Speed measured on 2 x H200 / 4 x RTX 6000 Pro / 4 x A100
Hello All,
First of all great thanks to the creator of this quant - it makes it possible to run this very capable model on a server-grade hardware (rather than farm-grade).
We are running this model, and wondering if we did the proper configuration or are we missing something. Our goal is to connect it to claude code and this actually works pretty decent, having several people testing it.
What we do not understand is the performance metrics cited, and especially how you benchmarked this 100 t/s for 2 H200 cards. In our evaluations we see following:
The above is with 36k prompt and 200 decode which is obviously big prompt, yet a typical one for claude code (or other cli tool) usage. Not sure how this affects the process, but lowering the prompt have minimal benefits, while lowering the expected output tokens is even worsening the result.

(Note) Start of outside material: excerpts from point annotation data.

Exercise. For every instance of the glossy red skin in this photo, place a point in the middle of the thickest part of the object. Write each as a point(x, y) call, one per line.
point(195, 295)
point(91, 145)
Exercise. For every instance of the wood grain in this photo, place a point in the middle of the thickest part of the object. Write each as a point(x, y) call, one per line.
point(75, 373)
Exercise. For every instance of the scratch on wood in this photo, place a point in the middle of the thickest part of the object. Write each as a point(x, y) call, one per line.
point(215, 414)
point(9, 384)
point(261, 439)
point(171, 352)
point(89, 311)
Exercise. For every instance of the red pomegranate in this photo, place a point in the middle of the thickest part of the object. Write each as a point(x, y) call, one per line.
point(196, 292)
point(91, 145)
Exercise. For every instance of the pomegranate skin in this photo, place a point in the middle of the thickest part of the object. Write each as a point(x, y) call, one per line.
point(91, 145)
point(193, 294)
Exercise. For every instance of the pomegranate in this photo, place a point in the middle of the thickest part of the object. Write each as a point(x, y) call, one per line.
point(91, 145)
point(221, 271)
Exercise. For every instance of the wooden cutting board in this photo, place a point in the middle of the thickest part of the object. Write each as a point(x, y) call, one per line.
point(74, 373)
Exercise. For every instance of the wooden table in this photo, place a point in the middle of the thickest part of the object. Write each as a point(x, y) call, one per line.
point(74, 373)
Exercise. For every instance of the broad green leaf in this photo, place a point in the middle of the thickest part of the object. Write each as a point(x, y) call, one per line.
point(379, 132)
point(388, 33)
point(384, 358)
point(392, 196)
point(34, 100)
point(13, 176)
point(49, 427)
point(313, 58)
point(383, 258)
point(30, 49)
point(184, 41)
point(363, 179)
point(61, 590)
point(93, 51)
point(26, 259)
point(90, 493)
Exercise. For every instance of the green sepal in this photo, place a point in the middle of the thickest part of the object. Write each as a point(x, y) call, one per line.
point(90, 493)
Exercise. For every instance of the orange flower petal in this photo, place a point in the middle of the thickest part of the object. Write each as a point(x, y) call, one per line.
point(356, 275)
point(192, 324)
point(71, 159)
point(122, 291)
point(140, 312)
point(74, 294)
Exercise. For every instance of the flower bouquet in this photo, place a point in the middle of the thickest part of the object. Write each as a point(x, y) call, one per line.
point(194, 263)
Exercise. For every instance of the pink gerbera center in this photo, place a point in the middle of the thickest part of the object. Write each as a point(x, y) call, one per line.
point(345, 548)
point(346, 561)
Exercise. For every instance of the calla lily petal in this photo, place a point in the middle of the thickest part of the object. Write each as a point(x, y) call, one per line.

This is the command we use to start it:
vllm serve bullpoint/GLM-4.6-AWQ \
--tensor-parallel-size 4 \ # or 2 for h200 setup
--tool-call-parser glm45 \
--reasoning-parser glm45 \
--enable-auto-tool-choice \
--served-model-name glm-4.6-awq \
--max-model-len 131072 \
--gpu-memory-utilization 0.9 \
--trust-remote-code \
--port 8000 \
>> vllm-logs/vllm-stdout.log 2>> vllm-logs/vllm-stderr.log &
Our first goal is to understand if we are using the model properly within it's limits - therefore to adjust our testing strategy and understand how you achieve 50-60 or 100 t/s - so we can better think of hardware.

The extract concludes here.